I'll let you all digest that little nugget before I catalogue the appalling reaction we got from Enable Ireland.

Cheers,
Ann

Monday, 10 November 2008

An Anniversary to celebrate with Pride





















Hi All,

I must yet again beg your pardon for being such a foul weather blogger - (that's of course, as opposed to being a fair weather friend!)the compulsion to vent on line seems to only strike when I've got bad news. I have resolved to reverse this rather worrying character flaw of mine, and cast my eyes firmly on the sunny side! In the darker days of dialysis I once remarked that I had sustained retina damage from looking on that same sunny side. So that's probably where the last few months of dark blogs came from, a big black sun damage smudge on my retina! Typically, I choose mid winter for my return to sun gazing, as ever I veer towards the triumph of optimism over experience! Will I ever get sense?

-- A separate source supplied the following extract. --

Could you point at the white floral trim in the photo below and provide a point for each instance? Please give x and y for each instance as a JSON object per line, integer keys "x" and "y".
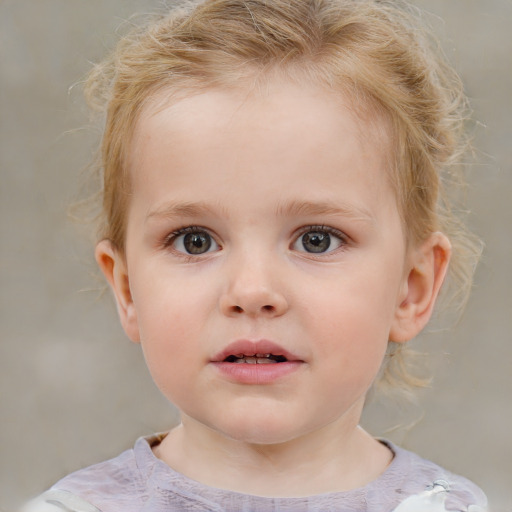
{"x": 432, "y": 500}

I started this bizarre public diary a year ago this week, initially with the purpose of keeping friends and family informed of Rory and Niall's progress as they planned to share a vital organ, in this case a left kidney to be exact. It's very surreal to now realize that on Thurs 13th of November, our son will have been housing his father's left kidney for a whole glorious 12 months. And yes, he is still peeing like a race horse, Rory that is, although now that I think of it, I haven't heard any complaints in that department, from his Dad either.

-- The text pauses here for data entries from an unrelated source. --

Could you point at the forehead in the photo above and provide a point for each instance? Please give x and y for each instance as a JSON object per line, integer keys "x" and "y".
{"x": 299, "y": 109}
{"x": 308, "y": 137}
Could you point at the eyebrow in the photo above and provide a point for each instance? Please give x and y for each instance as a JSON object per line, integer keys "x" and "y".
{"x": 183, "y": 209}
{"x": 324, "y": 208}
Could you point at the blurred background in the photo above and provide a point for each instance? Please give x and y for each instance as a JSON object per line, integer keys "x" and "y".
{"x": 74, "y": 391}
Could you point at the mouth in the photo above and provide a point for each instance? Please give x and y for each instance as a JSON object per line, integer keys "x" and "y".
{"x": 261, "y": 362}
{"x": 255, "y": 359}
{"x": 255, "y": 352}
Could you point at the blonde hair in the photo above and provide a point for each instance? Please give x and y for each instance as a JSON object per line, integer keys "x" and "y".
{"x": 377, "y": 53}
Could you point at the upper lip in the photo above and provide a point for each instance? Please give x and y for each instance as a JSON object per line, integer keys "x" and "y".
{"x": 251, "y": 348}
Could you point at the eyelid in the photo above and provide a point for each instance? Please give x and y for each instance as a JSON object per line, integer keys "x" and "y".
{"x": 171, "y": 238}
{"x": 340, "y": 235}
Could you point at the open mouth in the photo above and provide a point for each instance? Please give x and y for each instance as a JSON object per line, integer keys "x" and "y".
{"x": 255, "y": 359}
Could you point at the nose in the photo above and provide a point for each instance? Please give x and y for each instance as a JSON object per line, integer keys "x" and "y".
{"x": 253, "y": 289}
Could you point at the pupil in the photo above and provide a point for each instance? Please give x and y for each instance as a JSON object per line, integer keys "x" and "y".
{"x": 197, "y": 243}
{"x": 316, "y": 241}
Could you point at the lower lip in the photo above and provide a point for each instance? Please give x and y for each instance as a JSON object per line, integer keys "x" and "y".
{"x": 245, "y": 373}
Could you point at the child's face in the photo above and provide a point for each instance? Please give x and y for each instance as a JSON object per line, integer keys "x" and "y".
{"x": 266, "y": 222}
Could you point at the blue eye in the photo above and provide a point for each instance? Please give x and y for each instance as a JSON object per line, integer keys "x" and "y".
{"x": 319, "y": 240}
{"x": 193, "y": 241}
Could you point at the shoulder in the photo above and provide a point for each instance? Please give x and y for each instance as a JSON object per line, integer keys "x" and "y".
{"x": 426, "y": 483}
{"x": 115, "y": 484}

What a year it has been! I've been trying to reflect in some sort of meaningful way on the last 12 months but all that keeps popping into my addled brain is a searing sense of relief, in the almost 'get out of jail card' sense of the word. It is the primal relief of one who has survived potential catastrophe and can only really truly be expressed by the following phrase : Thank **** it's no longer November 2007!!

Highlights of the last year are many and can all be found in the 'marvel of the mundane' category.Primary among them, must be Rory's first Pee, which has to be one of the most thrilling moments of my life. When your world has been measured out in millilitres of restricted fluid for over 4 years, the sheer joy of watching fluid pour out of a little body for the first time is impossible to describe. This is a boy who could only take 450 ml in 24 hours (and only 400 at week ends), think about it, that's about 4 cups of tea. Now we have a positively cavalier approach to fluid, we're of the get it down ya school of thought in this house - 1500 ml a day and climbing!

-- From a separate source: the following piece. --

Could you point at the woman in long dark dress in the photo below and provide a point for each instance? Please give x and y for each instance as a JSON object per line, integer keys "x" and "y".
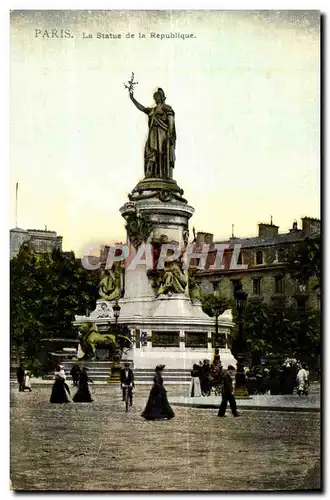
{"x": 60, "y": 387}
{"x": 157, "y": 406}
{"x": 83, "y": 395}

And signs by, he's really piling on those kilos. B.K. (otherwise know as Before Kidney chez Barrett) each kilo took at least 12 months to acquire, and boy did we obsess about it. Rory had to be weighed every day sometimes twice a day, to assess his fluid intake - too much and his blood pressure would shoot up, too little and he would be dehydrated. The golden number was always 10kg - the weight he had to achieve to be considered for a transplant. Last year after a year on the list waiting for a kidney, he went into the operation weighing a cool 11kg, last week, he weighed in a 16.5kg, complete with a pot belly and love handles. What a difference a kidney makes.

The battles of the last year were unrelenting and very bloody and we are far from finished with the fight. I don't need to remind you of them, you've walked in my shoes and raged against the HSE horror machine with me. But lets put them aside for this week, it's fitting in this month of November to declare a temporary Armistice. Hostilities will be suspended to enable us to celebrate our achievements in style. So join with us in raising a glass, a prayer, a hope, a light or whatever your heart desires, to the skill and the humanity of that amazing bunch of people in Beaumont and Temple street hospitals who saved our son's life. To that very bunch of people I say, take a bow and bask in warm glow of pride in your excellence.

Let us never forget that goodness exists and miracles do happen.